Ine talked about parenting and positive parenting, but I was intrigued by the research and stopped making notes so I will come back to this but here her key message is Dutch parents are good parents, they are authoritative not authoritarian and focus on connectiveness with a liberal morality, and that their children report being happy children.
Finally she emphasised young people must be taught by parents,schools and communities about internal control - the ability to think for oneself, to develop critical awareness and competence. Look at the evidence, it speaks for itself that the Dutch have got a lot right and we can all really learn from them. For my money its about the enabling environment - the prevailing culture that we can and must learn most.
Next up Anne Mitchell from Australian Research Centre for Health, Sex and Society. Anne has done an enormous amount on gay young people and sexuality education and it was great to hear a presentation with the word excitement in it. She outlined 4 concepts that excite her in improving sexuality education as we move forward;
1. Thinking about healthy sexual development and what it means so we can set some clear agreed goals for sexuality education
2. Taking a strengths based approach which recognises that in the main young people manage their sexual health well and generally make good decisions and that we need to develop SRE that can help develop those strengths
3. Using a sexual ethics framework as outlined by Carmody which builds the ability to care for self, being aware of the possible impact of desires and wants on others, being able to negotiate and ask, and reflect
4. Moving beyond sexual rights and recognising that sexual rights are human rights and that if you take this approach you recognise sexual health inequalities are often the basis of systemic discrimination - this really resonated with James Ward presentation yesterday.

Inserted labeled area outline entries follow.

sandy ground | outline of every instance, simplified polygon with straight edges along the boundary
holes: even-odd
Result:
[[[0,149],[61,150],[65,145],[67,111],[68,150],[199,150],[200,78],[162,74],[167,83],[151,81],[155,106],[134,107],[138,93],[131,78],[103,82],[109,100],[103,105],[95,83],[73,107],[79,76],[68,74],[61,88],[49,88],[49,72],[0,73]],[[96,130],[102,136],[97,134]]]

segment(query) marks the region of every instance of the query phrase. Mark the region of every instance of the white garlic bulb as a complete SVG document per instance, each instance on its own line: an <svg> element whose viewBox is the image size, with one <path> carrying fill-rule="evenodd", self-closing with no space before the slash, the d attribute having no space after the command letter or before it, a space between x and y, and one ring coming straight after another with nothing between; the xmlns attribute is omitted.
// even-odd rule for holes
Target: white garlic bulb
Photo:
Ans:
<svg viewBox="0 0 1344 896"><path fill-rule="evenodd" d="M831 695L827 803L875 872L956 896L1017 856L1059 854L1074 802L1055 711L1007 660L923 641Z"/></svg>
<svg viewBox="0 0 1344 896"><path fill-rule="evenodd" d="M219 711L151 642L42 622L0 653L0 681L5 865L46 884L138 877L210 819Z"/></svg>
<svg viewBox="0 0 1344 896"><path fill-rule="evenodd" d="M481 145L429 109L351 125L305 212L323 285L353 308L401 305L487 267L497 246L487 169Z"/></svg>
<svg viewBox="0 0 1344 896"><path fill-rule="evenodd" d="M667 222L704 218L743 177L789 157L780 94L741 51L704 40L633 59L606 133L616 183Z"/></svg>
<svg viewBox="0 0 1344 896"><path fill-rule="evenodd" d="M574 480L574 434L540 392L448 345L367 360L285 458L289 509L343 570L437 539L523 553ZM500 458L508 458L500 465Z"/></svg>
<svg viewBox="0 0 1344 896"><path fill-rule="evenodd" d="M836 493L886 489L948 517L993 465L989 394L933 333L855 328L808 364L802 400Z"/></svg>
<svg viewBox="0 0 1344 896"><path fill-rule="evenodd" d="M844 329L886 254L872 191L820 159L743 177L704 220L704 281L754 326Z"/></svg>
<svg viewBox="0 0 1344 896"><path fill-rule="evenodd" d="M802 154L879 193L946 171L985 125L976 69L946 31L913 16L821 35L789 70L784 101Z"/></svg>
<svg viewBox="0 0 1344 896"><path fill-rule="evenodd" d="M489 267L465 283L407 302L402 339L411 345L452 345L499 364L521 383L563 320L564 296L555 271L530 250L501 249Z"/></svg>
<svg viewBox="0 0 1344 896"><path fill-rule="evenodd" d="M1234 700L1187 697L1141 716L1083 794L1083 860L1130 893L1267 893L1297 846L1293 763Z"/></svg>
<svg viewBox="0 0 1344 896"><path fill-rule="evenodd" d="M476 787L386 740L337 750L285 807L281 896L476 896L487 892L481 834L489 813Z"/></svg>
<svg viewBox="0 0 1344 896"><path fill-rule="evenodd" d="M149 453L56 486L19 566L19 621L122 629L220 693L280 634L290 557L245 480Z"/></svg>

Finally in this morning's session, Dr Ailsa Gebbie, all the way from Edinburgh who outlined the brilliant work that has taken place in Scotland to develop an integrated sexual health strategy, Respect and Responsibility, and the development of the Chalmers Centre, the fantastic integrated sexual health centre in Edinburgh. I felt proud to be British as Ailsa described the work, the commitment and the persistence that has been required to develop such a brilliant service and integrated approach more broadly.
Ailsa emphasised the importance of leadership, agency buy in to shared and common goals, the investment in services, in training, in capacity and in data use to drive improvements. And she set out some of the challenges ahead including keeping sexual and reproductive health a priority - a constant challenge for all of us in the context of differing needs and limited resource - and ensuring that they reach those at highest risk of sexual ill health.
An inspired conference so far, and still an afternoon to go.